Skip lists for probabilistic search in Data Structures Theory - Time & Space Complexity
Skip lists use multiple layers of linked lists to speed up search operations.
We want to understand how the search time grows as the list gets bigger.
Analyze the time complexity of searching for a value in a skip list.
function skipListSearch(head, target) {
let current = head;
for (let level = current.level - 1; level >= 0; level--) {
while (current.next[level] && current.next[level].value < target) {
current = current.next[level];
}
}
current = current.next[0];
if (current && current.value === target) return current;
return null;
}
This code searches for a target value by moving forward on higher levels and dropping down levels when needed.
Identify the loops, recursion, array traversals that repeat.
- Primary operation: Moving forward through nodes at each level.
- How many times: At most, it moves forward a few times per level, and there are about log(n) levels.
As the list grows, the number of levels grows roughly with the logarithm of the size.
| Input Size (n) | Approx. Operations |
|---|---|
| 10 | About 3 to 4 steps |
| 100 | About 6 to 7 steps |
| 1000 | About 9 to 10 steps |
Pattern observation: The steps increase slowly, roughly adding one step each time the input size multiplies by 2 or more.
Time Complexity: O(log n)
This means the search time grows slowly and efficiently even as the list gets very large.

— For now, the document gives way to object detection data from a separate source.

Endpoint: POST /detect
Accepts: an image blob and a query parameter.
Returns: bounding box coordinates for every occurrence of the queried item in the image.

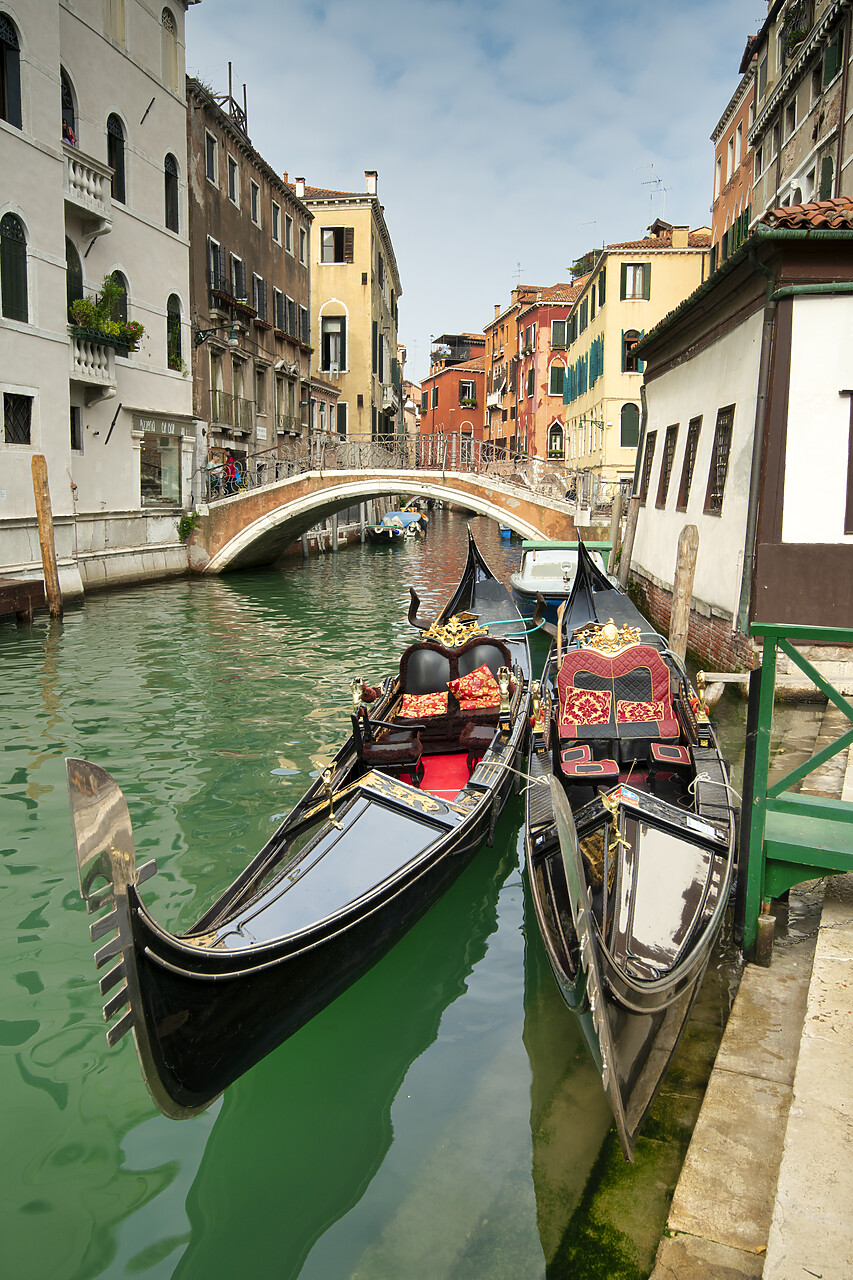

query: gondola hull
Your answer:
[68,543,529,1119]
[525,540,735,1160]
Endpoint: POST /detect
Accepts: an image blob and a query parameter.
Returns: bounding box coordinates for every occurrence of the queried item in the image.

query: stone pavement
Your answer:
[652,707,853,1280]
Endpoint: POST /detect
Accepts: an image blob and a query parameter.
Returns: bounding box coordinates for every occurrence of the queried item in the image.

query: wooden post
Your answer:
[607,489,622,573]
[32,453,63,618]
[670,525,699,662]
[619,498,639,590]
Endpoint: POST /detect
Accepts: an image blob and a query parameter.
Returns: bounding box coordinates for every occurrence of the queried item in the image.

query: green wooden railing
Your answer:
[738,622,853,952]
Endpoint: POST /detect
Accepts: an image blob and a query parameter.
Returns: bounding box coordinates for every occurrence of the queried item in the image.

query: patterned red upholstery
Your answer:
[557,644,679,739]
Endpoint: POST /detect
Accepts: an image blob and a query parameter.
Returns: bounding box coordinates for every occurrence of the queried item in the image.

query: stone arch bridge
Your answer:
[190,465,581,573]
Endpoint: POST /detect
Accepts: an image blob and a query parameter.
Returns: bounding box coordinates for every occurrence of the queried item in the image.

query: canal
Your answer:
[0,512,743,1280]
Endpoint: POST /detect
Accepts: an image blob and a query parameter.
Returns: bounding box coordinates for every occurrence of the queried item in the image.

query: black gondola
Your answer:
[525,544,735,1160]
[67,532,530,1119]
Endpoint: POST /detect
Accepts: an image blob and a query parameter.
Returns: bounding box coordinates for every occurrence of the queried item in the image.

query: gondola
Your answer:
[525,544,735,1160]
[67,531,530,1119]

[X] Wrong: "Skip list search is as slow as scanning the whole list, so it is O(n)."
[OK] Correct: The multiple levels let the search jump ahead quickly, so it does not check every element one by one.
Understanding skip lists shows you how clever data structures use randomness and layers to speed up search.
This skill helps you think about balancing speed and simplicity in real-world problems.
"What if the probability of adding a new level to a node changes? How would that affect the search time complexity?"